Asus ProArt Cinema PQ07 135

By Monica Chin, a senior reviewer covering laptops and other gadgets. Monica

By Monica Chin, a senior reviewer covering laptops and other gadgets. Monica was a writer for Tom's Guide and Business Insider before joining The Verge in 2020.

So, look. I understand that Apple just put out some fancy ski goggles, and now everybody and their mother is proclaiming the end of the physical screen as we know it. But like that one guy at the back of your college seminar, I would like to offer a quick counterpoint. It's called MicroLED. Specifically, I would like to discuss the Asus ProArt Cinema PQ07, a gadget that I spent far too long staring at in Asus’ show floor booth at Computex 2023.

What is the ProArt Cinema PQ07, you may ask? Thank you for asking. It's a 135-inch MicroLED display. MicroLED is not to be confused with Mini LED — wherein LEDs are arranged into local dimming zones — which is very common on modern televisions.

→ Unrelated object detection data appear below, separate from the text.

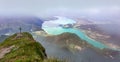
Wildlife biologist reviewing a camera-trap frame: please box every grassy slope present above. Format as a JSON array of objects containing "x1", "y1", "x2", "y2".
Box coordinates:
[{"x1": 0, "y1": 32, "x2": 61, "y2": 62}]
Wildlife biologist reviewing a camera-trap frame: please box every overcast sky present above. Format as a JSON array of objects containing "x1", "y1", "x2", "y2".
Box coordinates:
[{"x1": 0, "y1": 0, "x2": 120, "y2": 16}]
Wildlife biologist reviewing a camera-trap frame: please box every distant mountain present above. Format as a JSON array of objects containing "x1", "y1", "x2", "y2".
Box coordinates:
[{"x1": 0, "y1": 16, "x2": 43, "y2": 35}]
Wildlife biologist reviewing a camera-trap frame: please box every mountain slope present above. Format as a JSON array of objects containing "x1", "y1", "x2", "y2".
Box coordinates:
[{"x1": 0, "y1": 32, "x2": 60, "y2": 62}]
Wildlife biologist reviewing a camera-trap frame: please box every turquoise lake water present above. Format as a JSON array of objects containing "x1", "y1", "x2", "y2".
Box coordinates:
[{"x1": 43, "y1": 27, "x2": 107, "y2": 49}]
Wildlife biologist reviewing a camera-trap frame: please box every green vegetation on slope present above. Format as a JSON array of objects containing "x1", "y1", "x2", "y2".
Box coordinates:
[{"x1": 0, "y1": 32, "x2": 61, "y2": 62}]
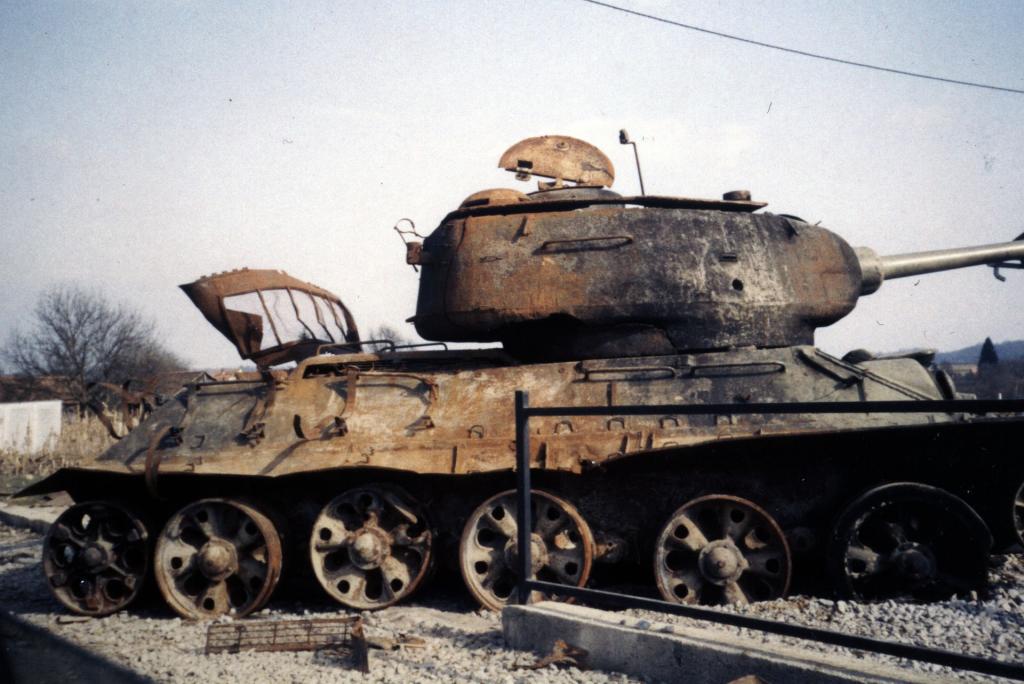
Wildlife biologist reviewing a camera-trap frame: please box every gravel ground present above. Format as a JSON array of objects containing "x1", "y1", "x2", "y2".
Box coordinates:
[
  {"x1": 628, "y1": 554, "x2": 1024, "y2": 682},
  {"x1": 0, "y1": 518, "x2": 1024, "y2": 683},
  {"x1": 0, "y1": 525, "x2": 642, "y2": 684}
]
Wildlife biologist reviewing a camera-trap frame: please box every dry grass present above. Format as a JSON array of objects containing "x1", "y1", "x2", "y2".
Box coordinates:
[{"x1": 0, "y1": 416, "x2": 115, "y2": 477}]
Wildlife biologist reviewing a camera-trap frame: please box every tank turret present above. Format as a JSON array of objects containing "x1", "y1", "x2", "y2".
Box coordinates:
[{"x1": 410, "y1": 136, "x2": 1024, "y2": 359}]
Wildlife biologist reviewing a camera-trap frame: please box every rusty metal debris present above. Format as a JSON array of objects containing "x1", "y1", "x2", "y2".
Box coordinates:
[
  {"x1": 521, "y1": 639, "x2": 590, "y2": 670},
  {"x1": 367, "y1": 633, "x2": 427, "y2": 651},
  {"x1": 205, "y1": 615, "x2": 370, "y2": 673}
]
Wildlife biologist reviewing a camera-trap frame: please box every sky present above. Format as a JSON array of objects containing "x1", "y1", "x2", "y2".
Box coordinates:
[{"x1": 0, "y1": 0, "x2": 1024, "y2": 368}]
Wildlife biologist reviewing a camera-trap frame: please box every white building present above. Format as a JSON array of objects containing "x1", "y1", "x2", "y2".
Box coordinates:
[{"x1": 0, "y1": 399, "x2": 62, "y2": 454}]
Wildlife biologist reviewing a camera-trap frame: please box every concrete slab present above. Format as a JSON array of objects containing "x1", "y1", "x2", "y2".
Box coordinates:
[
  {"x1": 0, "y1": 502, "x2": 62, "y2": 535},
  {"x1": 502, "y1": 602, "x2": 935, "y2": 684}
]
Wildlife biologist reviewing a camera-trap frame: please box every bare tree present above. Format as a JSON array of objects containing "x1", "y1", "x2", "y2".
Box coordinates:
[
  {"x1": 2, "y1": 286, "x2": 185, "y2": 405},
  {"x1": 362, "y1": 323, "x2": 413, "y2": 351}
]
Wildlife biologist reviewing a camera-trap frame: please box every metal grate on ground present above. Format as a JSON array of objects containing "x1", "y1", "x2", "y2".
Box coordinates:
[{"x1": 206, "y1": 615, "x2": 370, "y2": 672}]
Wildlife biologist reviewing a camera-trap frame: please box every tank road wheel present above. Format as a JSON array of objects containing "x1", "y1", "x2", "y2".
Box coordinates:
[
  {"x1": 1014, "y1": 482, "x2": 1024, "y2": 546},
  {"x1": 459, "y1": 489, "x2": 594, "y2": 610},
  {"x1": 154, "y1": 499, "x2": 282, "y2": 619},
  {"x1": 43, "y1": 502, "x2": 150, "y2": 615},
  {"x1": 654, "y1": 495, "x2": 793, "y2": 605},
  {"x1": 827, "y1": 482, "x2": 992, "y2": 600},
  {"x1": 309, "y1": 484, "x2": 432, "y2": 610}
]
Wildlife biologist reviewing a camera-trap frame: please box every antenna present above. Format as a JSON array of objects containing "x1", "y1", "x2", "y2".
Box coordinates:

MicroLEDs, by contrast, try to beat OLED at its own game. They are microscopic in size, and each pixel is formed from a cluster of them. The result is a panel with significantly better brightness and contrast than you see from even the fanciest OLED screens today. (There's also, crucially, less risk of burn-in.)

This is a technology Samsung has shown off before in a sort of show-off-y capacity (remember that gigantic Wall thing?), and both Samsung and Sony have released a few luxury MicroLED displays that are God knows how expensive. Apple has said it plans to build MicroLED into its Apple Watch watchfaces, but that's still a few years out. Outside of those cases, the technology has seen pretty limited rollout. The PQ07 is the first MicroLED display that Asus has attempted, and this was my first time seeing it in person.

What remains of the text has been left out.